Ancient Greek philosophers showed equally keen interest in questions having to do with the very large. There again, a fundamental pair of alternatives was formulated with all possible clarity: the world could only be finite or infinite in extent. The counterpart of this along the parameter of time also received a most explicit attention. the classical Greeks' firm advocacy of an eternal world became a distinctive feature of their world view and science. Their concept of the eternity of a finite world, repeating itself in every Great Year, also anticipated to a surprising degree the idea of an oscillating universe, the favorite choice of many cosmologists of our day.
Reaching full maturity always prompts a look backward. Young people do not care about genealogies. Family records begin to be of consuming interest only to those who have already arrived. The interest is particularly pressing when the beginning of the journey amounts to a miracle. The miracle is the emergence of a self-sustained type of the scientific endeavour. In a world history that had witnessed at least half a dozen great cultures, science had as many stillbirths. Only once, in the period of 1250-1650, did man's scientific quest muster enough zest to grow into an enterprise with built-in vitality.
Great cultures, where the scientific enterprise came to a standstill, invariably failed to formulate the notion of physical law, or the law of nature. Theirs was a theology with no belief in a personal, rational, absolutely transcendent Lawgiver, or Creator. Their cosmology reflected a pantheistic and animistic view of nature caught in the treadmill of perennial, inexorable returns.

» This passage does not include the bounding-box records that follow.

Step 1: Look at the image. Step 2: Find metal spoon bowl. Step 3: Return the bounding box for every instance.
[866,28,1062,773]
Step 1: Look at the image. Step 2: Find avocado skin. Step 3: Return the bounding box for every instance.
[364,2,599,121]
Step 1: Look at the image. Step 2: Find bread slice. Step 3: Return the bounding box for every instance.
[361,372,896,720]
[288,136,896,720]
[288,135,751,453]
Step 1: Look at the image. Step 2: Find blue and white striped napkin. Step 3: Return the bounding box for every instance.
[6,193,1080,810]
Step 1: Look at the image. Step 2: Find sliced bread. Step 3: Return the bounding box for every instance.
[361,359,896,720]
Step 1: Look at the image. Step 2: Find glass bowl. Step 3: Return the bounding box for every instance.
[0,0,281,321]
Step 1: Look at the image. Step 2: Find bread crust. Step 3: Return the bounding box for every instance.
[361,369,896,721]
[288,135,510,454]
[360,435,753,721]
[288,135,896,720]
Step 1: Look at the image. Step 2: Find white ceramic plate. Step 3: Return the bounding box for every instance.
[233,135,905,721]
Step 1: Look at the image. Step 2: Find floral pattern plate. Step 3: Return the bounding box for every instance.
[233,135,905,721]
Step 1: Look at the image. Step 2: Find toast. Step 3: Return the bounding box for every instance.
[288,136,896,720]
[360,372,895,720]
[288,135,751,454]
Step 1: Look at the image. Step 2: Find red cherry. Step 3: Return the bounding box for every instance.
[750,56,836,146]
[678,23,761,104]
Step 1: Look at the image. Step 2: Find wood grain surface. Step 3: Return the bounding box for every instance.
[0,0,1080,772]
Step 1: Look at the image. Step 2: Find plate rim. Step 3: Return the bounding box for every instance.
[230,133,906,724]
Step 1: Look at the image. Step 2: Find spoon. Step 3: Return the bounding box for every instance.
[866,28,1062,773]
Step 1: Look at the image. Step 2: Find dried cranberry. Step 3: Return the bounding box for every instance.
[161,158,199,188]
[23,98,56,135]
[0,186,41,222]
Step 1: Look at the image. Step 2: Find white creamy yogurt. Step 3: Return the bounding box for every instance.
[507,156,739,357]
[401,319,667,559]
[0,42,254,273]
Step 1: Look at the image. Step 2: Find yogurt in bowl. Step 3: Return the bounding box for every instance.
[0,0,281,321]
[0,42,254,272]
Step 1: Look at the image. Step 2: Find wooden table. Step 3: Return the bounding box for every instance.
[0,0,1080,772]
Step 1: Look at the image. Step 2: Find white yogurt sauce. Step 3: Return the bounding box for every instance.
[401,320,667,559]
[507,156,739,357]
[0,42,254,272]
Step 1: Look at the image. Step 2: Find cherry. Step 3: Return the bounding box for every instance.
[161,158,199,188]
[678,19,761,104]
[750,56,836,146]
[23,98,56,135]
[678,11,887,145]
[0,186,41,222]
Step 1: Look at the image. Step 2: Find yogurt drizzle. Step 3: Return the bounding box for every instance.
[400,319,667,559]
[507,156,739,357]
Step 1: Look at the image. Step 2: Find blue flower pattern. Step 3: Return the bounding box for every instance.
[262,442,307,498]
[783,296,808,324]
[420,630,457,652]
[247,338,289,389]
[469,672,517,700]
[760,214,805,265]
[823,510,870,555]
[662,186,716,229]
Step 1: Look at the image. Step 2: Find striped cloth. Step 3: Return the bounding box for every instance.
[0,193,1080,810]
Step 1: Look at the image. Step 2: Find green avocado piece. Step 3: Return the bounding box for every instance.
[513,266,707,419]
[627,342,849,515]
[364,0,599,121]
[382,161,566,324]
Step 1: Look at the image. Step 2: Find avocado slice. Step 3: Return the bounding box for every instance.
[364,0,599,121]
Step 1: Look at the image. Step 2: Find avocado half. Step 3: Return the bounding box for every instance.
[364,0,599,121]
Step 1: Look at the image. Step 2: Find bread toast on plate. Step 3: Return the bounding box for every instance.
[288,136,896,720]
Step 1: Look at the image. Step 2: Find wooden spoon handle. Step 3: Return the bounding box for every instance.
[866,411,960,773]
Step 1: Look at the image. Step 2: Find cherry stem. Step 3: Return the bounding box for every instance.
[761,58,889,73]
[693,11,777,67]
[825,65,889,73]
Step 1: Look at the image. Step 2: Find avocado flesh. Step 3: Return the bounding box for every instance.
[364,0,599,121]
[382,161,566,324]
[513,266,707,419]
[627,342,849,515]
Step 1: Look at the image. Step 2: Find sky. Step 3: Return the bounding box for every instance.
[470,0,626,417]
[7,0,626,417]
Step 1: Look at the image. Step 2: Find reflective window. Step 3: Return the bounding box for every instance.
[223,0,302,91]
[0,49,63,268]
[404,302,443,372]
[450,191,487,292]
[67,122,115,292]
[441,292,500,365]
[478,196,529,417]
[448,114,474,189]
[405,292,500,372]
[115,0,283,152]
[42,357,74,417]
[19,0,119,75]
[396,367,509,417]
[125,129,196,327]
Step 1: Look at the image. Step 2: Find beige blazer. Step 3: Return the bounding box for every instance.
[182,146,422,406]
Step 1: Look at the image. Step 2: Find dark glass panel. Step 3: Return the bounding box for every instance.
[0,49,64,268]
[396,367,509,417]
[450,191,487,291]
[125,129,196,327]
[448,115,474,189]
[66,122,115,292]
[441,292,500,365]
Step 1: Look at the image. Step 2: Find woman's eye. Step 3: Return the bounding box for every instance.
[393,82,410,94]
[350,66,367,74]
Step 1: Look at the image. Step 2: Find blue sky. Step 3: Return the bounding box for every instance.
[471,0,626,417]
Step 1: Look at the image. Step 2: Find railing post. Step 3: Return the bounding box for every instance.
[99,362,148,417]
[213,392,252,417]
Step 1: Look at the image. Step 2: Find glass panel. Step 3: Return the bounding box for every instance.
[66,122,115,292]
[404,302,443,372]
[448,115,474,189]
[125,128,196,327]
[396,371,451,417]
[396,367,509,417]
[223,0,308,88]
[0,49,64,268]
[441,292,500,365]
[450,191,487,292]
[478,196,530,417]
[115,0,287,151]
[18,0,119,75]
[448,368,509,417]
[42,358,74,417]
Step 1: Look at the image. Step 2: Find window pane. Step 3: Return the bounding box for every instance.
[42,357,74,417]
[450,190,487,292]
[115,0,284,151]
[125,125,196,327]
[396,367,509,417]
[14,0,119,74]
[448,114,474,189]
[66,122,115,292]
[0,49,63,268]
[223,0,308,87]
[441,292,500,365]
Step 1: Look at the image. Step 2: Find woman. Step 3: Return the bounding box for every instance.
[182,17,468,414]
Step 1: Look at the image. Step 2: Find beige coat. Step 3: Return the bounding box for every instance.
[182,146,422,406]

The scientific quest found fertile soil only when this faith in a personal, rational Creator had truly permeated a whole culture, beginning with the centuries of the High Middle Ages. It as that faith which provided, in sufficient measure, confidence in the rational of the universe, trust in progress, and appreciation of the quantitative method, all indispensable ingredients of the scientific quest.
The future of man rests with that judgment which holds the universe to be the handiwork of a Creator and Lawgiver. To this belief, science owes its very birth and life. Its future and mankind's future rest with the same faith.